Mendoza, Dulce Carolina (2017). 'Analysing the role of social background, human agency and institutional factors on the chances of completing upper secondary education in Mexico' Paper presented at the annual conference of the HDCA, Cape Town 2017.


Mexico has achieved universal participation in primary education and it has expanded the levels of participation in secondary and post-secondary levels of schooling. However, it is becoming increasingly difficult to ignore that approximately five out of ten individuals aged 15-17 attend upper secondary education even though attendance at this educational level is compulsory since 2012 (INEE, 2014).In addition, around 14 out of 100 persons who enter upper secondary education dropout from schools, usually during the first year of studies (INEE, 2014). All these facts have heightened the need for examining the factors influencing participation in higher educational stages in the education system of Mexico.

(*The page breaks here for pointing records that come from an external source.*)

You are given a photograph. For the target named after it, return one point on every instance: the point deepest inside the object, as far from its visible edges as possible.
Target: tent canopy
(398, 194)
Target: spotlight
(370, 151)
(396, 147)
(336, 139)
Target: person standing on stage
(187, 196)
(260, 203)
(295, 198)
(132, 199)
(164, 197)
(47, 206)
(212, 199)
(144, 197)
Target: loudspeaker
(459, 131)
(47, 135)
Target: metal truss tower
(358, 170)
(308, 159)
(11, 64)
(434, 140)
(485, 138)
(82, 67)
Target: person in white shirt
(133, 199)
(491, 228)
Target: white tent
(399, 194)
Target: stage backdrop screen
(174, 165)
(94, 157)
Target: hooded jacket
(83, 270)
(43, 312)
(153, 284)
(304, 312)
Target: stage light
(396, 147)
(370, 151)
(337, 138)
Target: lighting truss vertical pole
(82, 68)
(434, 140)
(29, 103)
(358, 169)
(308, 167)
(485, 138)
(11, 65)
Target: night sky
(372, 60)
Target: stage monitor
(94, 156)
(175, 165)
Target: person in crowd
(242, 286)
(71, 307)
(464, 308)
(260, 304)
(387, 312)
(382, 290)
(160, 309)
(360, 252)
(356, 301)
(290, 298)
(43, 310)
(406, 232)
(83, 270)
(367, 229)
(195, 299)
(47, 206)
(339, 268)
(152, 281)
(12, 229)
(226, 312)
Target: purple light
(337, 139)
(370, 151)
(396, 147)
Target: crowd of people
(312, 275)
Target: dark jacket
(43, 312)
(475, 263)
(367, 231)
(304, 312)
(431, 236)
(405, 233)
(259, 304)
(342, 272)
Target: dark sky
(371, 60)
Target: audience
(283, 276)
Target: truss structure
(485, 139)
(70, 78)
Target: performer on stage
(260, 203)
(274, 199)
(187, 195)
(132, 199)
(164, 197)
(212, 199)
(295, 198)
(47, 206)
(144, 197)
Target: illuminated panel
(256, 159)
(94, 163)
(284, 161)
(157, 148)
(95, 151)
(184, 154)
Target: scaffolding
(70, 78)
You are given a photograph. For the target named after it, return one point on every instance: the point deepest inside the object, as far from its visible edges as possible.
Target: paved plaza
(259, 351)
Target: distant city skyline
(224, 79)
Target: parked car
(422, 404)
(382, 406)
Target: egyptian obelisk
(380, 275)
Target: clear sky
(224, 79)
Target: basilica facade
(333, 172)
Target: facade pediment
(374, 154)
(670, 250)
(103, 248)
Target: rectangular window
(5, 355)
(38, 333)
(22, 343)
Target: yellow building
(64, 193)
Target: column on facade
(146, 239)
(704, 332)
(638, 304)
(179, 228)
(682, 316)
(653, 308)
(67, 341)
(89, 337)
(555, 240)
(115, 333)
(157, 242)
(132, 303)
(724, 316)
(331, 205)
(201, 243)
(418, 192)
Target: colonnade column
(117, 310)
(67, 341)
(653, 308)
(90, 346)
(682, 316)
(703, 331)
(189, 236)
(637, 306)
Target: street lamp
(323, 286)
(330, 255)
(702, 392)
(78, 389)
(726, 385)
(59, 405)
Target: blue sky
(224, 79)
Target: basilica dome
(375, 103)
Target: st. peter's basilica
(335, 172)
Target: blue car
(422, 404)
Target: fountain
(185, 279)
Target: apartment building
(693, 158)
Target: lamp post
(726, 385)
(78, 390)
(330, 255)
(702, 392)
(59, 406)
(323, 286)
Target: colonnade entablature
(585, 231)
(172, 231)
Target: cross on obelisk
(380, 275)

In this Latin American country, much of the analysis of the dropout phenomenon has relied on census and household surveys such as theNational Housing and Population Census and the National Survey on Occupation and Employment.  Although these surveys have offered important insights to study dropout from upper secondary education at the national level, they are limited to identify a broad range of influences on school dropout. Furthermore, previous studies carried out worldwide have reported that secondary school dropout and completion are usually influenced by several factors; e.g. social, individual and school variables (Lamb and Markussen, 2011; Rumberger and Thomas, 2000; Bassi, et al., 2014). However, less attention has been paid to examine the role of human agency dimensions and the effects of different sources of institutional differentiation using national survey data as it is intended in this paper. Most importantly, little efforts have been made to explain the dropout phenomenon drawing on an interdisciplinary theoretical perspective.

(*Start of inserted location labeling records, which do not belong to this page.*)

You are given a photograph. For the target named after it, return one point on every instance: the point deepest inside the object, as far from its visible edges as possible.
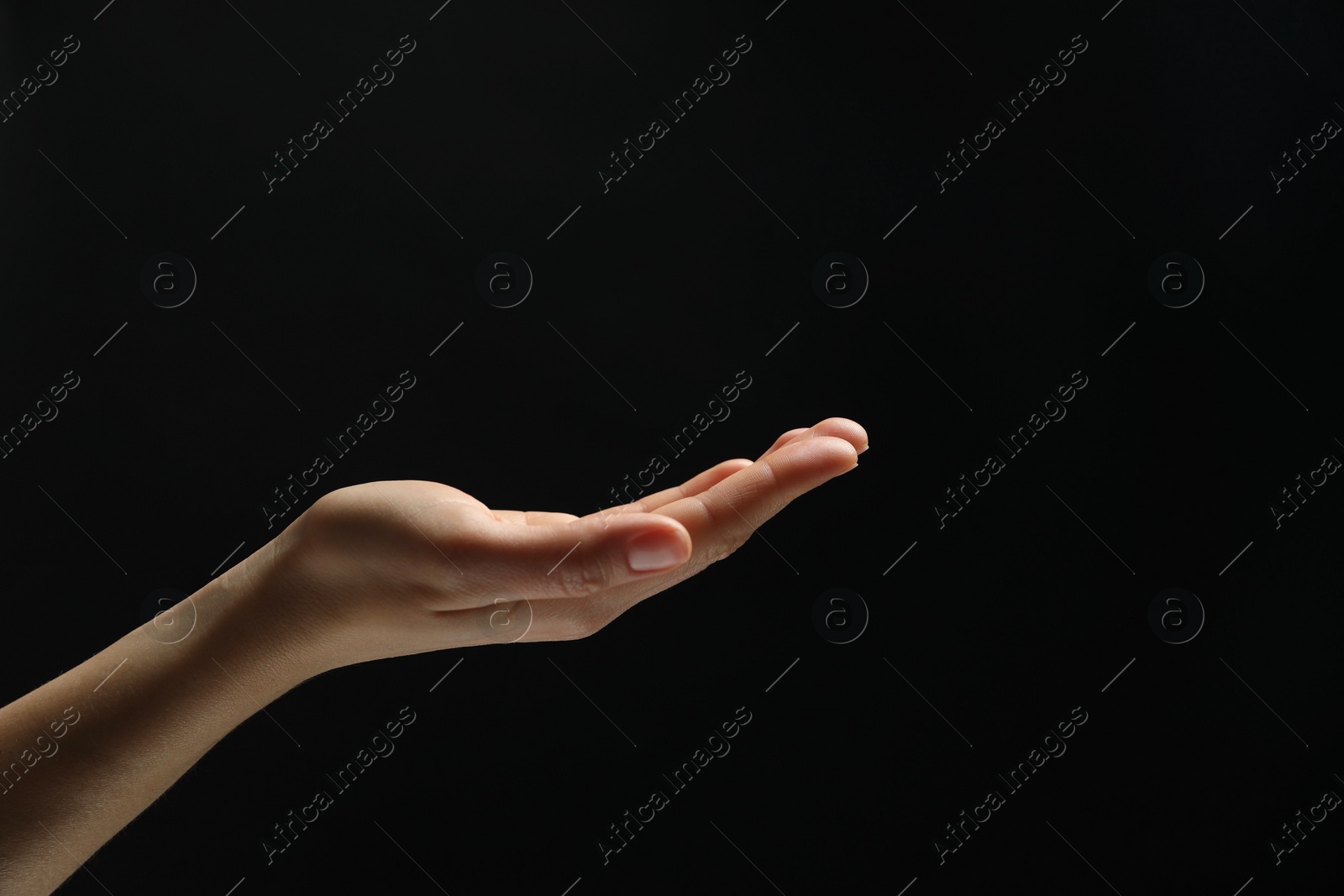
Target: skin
(367, 573)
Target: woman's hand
(401, 567)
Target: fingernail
(655, 551)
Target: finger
(723, 517)
(578, 559)
(534, 517)
(694, 485)
(784, 439)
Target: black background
(691, 268)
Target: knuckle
(580, 575)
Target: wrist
(249, 618)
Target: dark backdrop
(980, 297)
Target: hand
(400, 567)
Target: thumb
(591, 555)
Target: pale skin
(367, 573)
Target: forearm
(87, 752)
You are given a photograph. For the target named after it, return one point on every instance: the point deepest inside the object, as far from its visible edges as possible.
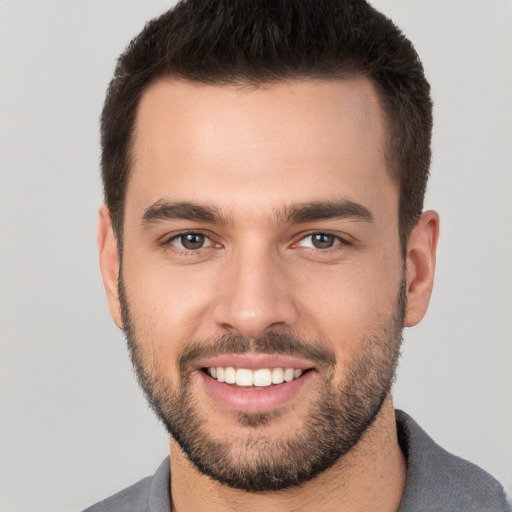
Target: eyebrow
(164, 210)
(320, 210)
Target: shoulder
(148, 495)
(440, 481)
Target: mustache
(270, 343)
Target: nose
(256, 295)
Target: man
(263, 245)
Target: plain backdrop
(74, 427)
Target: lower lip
(254, 399)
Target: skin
(251, 153)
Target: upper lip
(254, 361)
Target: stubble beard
(253, 462)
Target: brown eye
(323, 240)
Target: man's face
(261, 239)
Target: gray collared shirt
(436, 481)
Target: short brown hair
(260, 41)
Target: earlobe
(109, 263)
(421, 264)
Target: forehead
(285, 142)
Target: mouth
(261, 378)
(255, 383)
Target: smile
(260, 378)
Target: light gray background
(74, 427)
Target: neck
(370, 477)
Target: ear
(421, 264)
(109, 263)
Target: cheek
(345, 308)
(167, 308)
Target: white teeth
(288, 374)
(277, 376)
(229, 375)
(244, 377)
(263, 377)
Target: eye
(191, 241)
(320, 241)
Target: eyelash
(338, 241)
(183, 250)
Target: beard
(254, 462)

The main purpose of this paper is to examine what are the factors influencing the probabilities of completing  instead of dropping out from upper secondary schools in Mexico. An interdisciplinary theoretical framework composed of the capability approach and sociocultural reproduction theory  is used to operationalize key concepts and to provide possible explanations of persons’ decisions to participate in upper secondary education. Drawing on the capability approach it is argued that, human agency, preferences and rationality have influence on educational decision-making. From Bourdieu’s sociocultural reproduction theory, educational choices are not freely made because they are determined by cultural and socioeconomic constraints. Thus, drawing on the integrative theoretical framework two hypotheses are formulated and tested using national survey data for Mexico: The  First School Dropouts Survey, 2011. The investigation adopts a quantitative methodology which includes the estimation of binomial  logistic regression models.

The results of this study indicate that the chances of completing upper secondary education are associated with several factors: structural factors (social origin, gender, ethnicity); the type of institution attended in upper secondary education; human agency dimensions (degree of freedom to choose school); individual preferences towards schooling and with experiences in school (grades, access to scholarship and risk events). Therefore, the empirical evidence of this paper supports research hypotheses from Sen’s and Bourdieu´s approaches.  Regarding the first hypothesis, it is proved that human agency  is not only intrinsically valuable but also instrumentally important for reaching higher levels of schooling. Finally, although the findings of this study also prove Bourdieu´s arguments that socioeconomic and cultural resources are valuable for moving ahead in the educational career, this paper also challenges Bourdieu´s view on the role of freedom of choice in education.